During this time, we attended a fundamentalist Pentecostal church. At a revival one summer night, I took one look at Joe Green and Pop Monroe was history. Joe’s grandmother was the Church Mother. This was the highest office a woman could hold in our church—it was the female equivalent to the pastor. I taught Sunday school to a group of young children. I was probably the most well-read teenaged Sunday school teacher in Louisiana. Why? Because I had to impress Joe Green. After all, I was in love with him.
At the end of Sunday school, all the groups would review their lessons for the entire church. The pastor, Elder Feltus, always commented on how well my group did in the review. I would smile and glance over at Joe and his grandmother, Mother Norman, for their approval. And it was a good thing they approved. Little did they know that I had read all week to prepare for that Sunday’s lesson.
We were encouraged to read the Bible every day. I enjoyed reading the Psalms of David in the Old Testament. I liked the sound and flow of the words.
There was a time during Elder Feltus’ sermon when he would request that someone from the audience stand up and read a scripture aloud to support what he was preaching. He would say, “Someone get me the second chapter of Acts.” Then he would continue to preach, giving the member time to find the passage. This practice helped me read with speed and learn the organizational layout of the Bible so I could find the scripture first. When I found it, I would stand up quickly. This let everyone else know that I would be the reader.
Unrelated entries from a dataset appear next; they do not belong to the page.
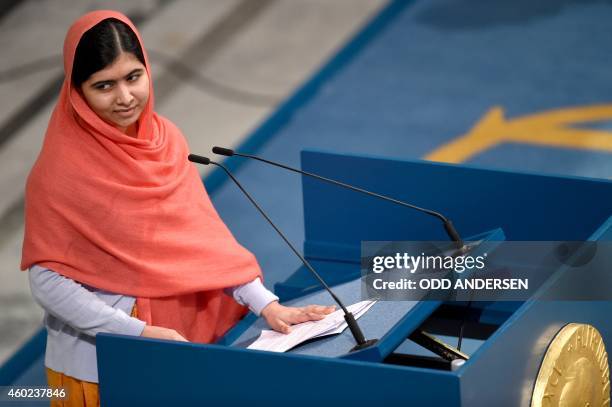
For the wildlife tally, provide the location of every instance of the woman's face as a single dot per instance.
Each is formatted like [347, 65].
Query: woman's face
[119, 92]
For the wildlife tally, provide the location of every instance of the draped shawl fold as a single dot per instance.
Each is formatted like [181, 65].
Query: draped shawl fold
[130, 215]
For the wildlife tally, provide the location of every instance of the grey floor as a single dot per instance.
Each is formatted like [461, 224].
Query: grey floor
[220, 68]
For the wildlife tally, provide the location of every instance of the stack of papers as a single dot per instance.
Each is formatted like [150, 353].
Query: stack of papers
[333, 323]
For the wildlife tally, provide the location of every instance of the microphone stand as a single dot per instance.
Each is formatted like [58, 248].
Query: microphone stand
[362, 343]
[448, 225]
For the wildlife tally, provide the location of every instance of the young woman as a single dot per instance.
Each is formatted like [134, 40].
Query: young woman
[120, 235]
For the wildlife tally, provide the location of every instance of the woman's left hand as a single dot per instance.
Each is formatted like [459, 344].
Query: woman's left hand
[280, 318]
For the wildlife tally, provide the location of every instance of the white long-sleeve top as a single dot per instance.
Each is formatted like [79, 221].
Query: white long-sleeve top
[75, 313]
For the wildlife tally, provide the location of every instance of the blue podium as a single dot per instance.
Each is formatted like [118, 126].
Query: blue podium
[511, 337]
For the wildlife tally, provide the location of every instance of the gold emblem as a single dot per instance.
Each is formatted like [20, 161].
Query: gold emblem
[575, 371]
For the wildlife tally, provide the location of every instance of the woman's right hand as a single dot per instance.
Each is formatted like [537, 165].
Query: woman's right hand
[159, 332]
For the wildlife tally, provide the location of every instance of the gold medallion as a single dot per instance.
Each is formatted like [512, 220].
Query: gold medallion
[575, 371]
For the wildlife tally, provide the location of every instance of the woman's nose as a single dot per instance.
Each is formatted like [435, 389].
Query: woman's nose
[124, 96]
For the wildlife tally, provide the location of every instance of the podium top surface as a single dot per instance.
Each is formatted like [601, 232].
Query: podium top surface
[376, 323]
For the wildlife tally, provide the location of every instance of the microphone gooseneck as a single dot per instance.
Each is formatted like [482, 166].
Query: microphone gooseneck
[448, 225]
[362, 343]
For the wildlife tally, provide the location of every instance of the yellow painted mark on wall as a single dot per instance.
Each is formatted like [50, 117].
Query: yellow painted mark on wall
[551, 128]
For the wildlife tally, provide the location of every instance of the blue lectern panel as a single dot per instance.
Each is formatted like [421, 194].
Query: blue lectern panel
[375, 323]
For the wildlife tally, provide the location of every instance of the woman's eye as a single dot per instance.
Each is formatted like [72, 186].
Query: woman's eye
[103, 86]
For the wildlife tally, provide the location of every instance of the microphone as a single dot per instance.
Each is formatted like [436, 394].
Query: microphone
[362, 343]
[448, 225]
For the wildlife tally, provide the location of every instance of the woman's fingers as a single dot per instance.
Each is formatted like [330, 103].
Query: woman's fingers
[282, 327]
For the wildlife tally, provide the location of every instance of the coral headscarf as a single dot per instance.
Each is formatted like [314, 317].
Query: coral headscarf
[130, 214]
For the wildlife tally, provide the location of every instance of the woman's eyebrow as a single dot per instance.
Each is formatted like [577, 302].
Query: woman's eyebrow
[110, 82]
[135, 71]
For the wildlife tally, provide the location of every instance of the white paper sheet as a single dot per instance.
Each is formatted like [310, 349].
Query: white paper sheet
[333, 323]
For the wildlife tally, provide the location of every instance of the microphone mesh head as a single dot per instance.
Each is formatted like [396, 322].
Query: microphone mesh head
[223, 151]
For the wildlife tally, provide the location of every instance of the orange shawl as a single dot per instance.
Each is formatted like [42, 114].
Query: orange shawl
[130, 215]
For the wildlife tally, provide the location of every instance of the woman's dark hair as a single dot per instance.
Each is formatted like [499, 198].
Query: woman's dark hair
[100, 46]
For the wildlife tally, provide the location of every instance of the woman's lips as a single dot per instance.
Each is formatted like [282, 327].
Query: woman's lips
[126, 113]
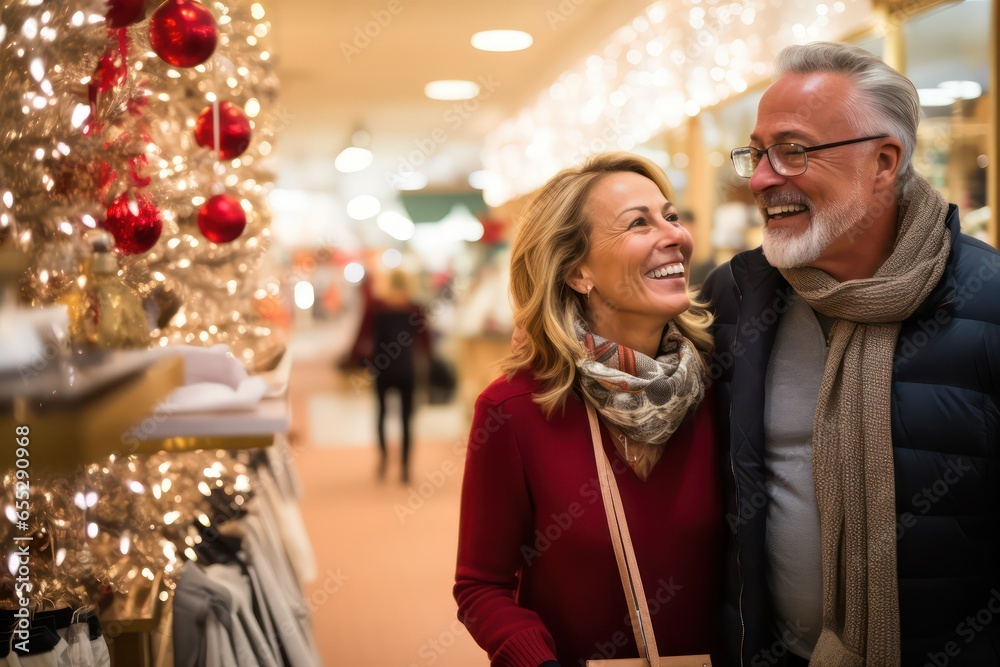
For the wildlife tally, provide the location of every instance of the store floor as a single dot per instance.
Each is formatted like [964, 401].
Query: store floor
[385, 552]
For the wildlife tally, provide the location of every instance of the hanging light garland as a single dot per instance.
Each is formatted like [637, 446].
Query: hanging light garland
[669, 63]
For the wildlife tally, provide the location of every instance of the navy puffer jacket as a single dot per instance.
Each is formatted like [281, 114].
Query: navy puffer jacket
[946, 442]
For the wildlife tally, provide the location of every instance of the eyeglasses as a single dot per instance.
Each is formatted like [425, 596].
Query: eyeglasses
[785, 159]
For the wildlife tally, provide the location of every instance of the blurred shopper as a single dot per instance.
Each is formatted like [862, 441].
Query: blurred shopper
[399, 335]
[598, 283]
[859, 353]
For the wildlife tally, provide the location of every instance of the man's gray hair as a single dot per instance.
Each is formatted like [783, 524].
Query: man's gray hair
[886, 102]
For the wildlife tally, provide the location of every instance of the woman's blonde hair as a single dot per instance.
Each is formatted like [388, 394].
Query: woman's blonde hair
[550, 241]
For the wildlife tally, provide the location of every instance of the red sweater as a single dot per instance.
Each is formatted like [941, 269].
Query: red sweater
[537, 578]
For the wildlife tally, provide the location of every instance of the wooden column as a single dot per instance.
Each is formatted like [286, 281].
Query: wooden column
[700, 197]
[894, 41]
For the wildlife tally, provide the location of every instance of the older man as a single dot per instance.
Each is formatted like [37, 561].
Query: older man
[858, 361]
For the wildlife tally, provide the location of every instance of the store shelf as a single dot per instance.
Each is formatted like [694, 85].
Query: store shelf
[85, 420]
[221, 429]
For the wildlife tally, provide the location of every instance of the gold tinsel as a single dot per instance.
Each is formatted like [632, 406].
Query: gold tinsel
[123, 521]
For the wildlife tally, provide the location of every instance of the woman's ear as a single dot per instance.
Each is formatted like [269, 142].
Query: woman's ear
[578, 281]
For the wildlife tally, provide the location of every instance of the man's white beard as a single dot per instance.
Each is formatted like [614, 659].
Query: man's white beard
[787, 248]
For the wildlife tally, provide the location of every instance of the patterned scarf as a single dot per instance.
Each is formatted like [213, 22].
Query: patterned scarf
[852, 436]
[645, 399]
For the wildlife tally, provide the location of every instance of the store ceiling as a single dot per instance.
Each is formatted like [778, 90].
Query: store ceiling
[352, 63]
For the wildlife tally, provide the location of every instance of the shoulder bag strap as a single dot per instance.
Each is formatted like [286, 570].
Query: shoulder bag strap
[628, 568]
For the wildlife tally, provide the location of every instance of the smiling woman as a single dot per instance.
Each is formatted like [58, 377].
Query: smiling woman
[599, 285]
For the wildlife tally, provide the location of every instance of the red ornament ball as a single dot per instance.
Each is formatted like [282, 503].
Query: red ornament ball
[183, 32]
[123, 13]
[234, 130]
[135, 223]
[222, 219]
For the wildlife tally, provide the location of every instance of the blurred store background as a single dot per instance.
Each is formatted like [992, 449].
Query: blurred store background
[374, 172]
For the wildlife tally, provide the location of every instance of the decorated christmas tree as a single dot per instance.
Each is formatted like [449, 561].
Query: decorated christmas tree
[153, 123]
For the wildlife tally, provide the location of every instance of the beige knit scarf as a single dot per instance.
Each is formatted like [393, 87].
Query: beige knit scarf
[852, 435]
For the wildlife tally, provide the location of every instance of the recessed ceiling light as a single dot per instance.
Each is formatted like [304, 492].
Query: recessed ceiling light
[935, 97]
[363, 207]
[501, 40]
[451, 89]
[395, 225]
[353, 159]
[962, 90]
[414, 181]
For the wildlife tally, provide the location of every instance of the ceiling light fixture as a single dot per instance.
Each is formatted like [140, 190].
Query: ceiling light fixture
[363, 207]
[410, 182]
[962, 90]
[451, 89]
[353, 159]
[935, 97]
[501, 40]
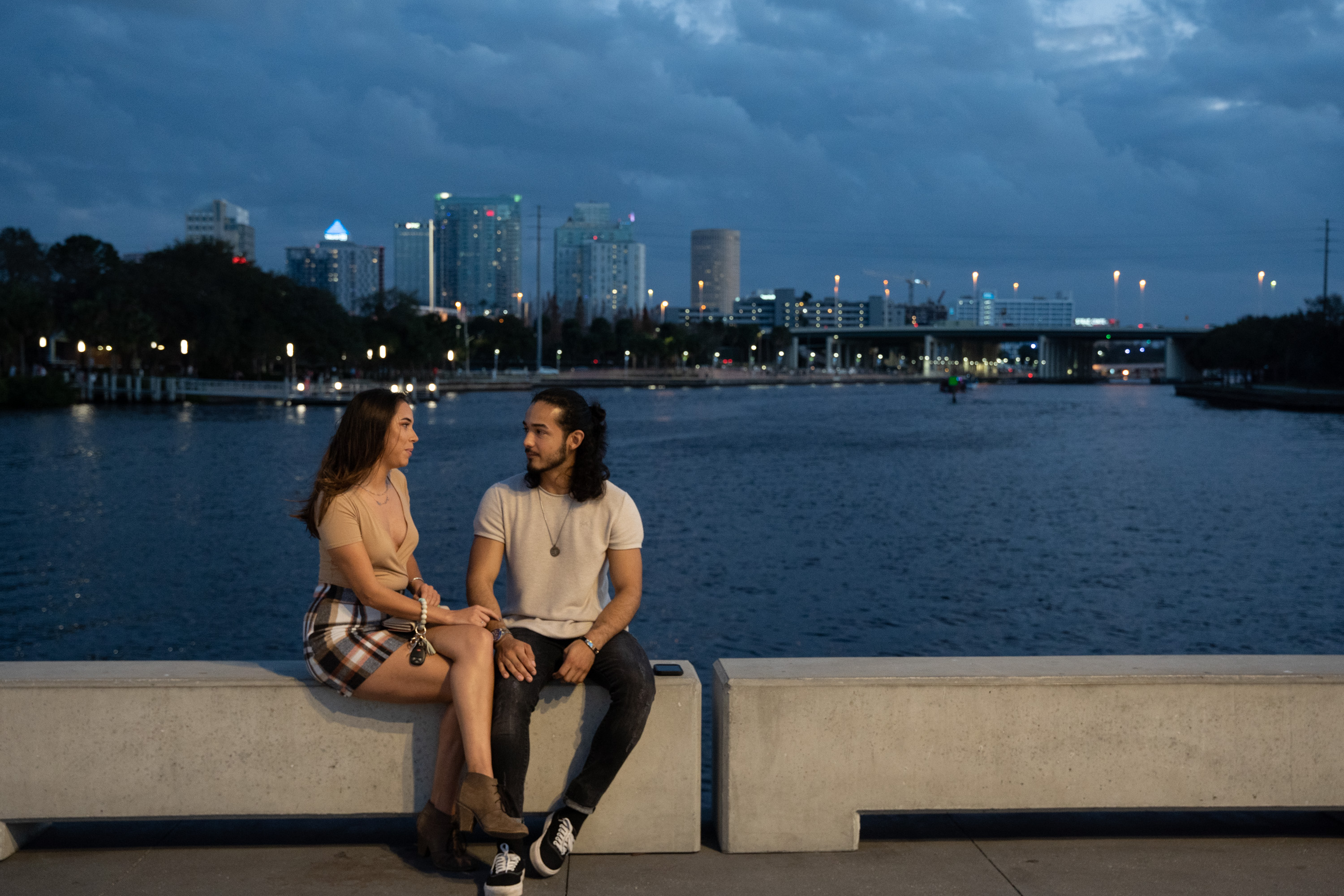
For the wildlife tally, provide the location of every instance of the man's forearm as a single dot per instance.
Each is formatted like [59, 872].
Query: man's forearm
[615, 617]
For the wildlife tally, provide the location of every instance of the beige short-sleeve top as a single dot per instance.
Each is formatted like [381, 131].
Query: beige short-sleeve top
[350, 520]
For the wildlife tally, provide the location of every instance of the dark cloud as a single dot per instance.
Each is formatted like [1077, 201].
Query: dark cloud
[1045, 143]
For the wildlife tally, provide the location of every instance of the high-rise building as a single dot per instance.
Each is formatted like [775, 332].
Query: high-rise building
[715, 269]
[479, 253]
[228, 224]
[1034, 312]
[349, 272]
[413, 258]
[599, 260]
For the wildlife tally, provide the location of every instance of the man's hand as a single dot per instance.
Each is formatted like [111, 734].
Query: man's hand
[578, 660]
[515, 659]
[426, 591]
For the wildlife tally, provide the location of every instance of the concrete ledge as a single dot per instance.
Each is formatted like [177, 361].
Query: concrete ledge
[86, 741]
[804, 746]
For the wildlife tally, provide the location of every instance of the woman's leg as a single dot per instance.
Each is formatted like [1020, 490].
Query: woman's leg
[448, 763]
[472, 653]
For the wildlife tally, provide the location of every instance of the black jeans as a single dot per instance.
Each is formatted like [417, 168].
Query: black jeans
[623, 668]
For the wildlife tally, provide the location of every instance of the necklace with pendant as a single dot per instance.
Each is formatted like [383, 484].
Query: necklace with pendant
[556, 539]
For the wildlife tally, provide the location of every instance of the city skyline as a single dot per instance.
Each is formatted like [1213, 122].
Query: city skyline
[1043, 144]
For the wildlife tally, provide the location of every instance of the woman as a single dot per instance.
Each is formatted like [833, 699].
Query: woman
[359, 509]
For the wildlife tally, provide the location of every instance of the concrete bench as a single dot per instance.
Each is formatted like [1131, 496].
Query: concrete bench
[97, 741]
[804, 746]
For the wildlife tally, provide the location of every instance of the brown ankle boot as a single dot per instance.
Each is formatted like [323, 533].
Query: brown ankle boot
[480, 801]
[437, 837]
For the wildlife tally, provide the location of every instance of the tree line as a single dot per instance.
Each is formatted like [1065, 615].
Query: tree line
[1301, 349]
[238, 320]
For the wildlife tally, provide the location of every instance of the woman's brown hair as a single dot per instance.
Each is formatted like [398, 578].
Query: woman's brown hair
[359, 443]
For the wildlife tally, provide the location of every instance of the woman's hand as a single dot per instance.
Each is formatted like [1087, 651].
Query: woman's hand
[426, 591]
[471, 617]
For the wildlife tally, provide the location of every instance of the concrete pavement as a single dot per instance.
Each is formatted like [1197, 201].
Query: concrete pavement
[974, 855]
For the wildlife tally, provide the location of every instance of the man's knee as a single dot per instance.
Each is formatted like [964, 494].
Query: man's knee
[514, 703]
[633, 689]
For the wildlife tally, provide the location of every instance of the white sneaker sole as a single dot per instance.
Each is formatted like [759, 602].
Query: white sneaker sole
[535, 852]
[513, 890]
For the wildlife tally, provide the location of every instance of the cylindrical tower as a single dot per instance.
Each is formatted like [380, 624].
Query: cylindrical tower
[717, 260]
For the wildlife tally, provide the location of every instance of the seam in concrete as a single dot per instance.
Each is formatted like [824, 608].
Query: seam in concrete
[1007, 880]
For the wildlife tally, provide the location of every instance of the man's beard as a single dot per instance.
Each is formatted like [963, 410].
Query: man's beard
[546, 464]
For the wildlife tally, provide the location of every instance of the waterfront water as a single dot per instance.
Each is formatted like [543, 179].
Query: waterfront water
[858, 520]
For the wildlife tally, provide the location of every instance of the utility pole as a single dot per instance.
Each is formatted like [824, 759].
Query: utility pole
[537, 302]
It was competitive. Then Elder Feltus would say, “Okay, read, girl!” I always felt good going home from church when I had read a scripture for Elder Feltus.
Today, reading is an exquisite joy in my life... a sweet, rich indulgence that feeds me at a deep, soul-ular level. As a Master Life Coach, I still read religious and spiritual books to continue my own personal evolution and to empower others. And I’m head over heels in love—with Edward! He sings old skool Temptations songs with a tribute group so the music will not die. He writes poetry and songs about how much he loves me. One of our favorite pastimes is reading and discussing books together while snuggled up on the sofa and sharing a bowl of popcorn. Edward is a Taurus, not a Pisces. But I haven’t laid eyes on a Farmer’s Almanac since I left Louisiana many years ago.
As an avid reader, I know how to pick through books and choose passages that I feel embrace my truth. Somewhere, in all those forbidden texts, a protagonist must have told me to never give up on true love... maybe it was Lady Chatterley!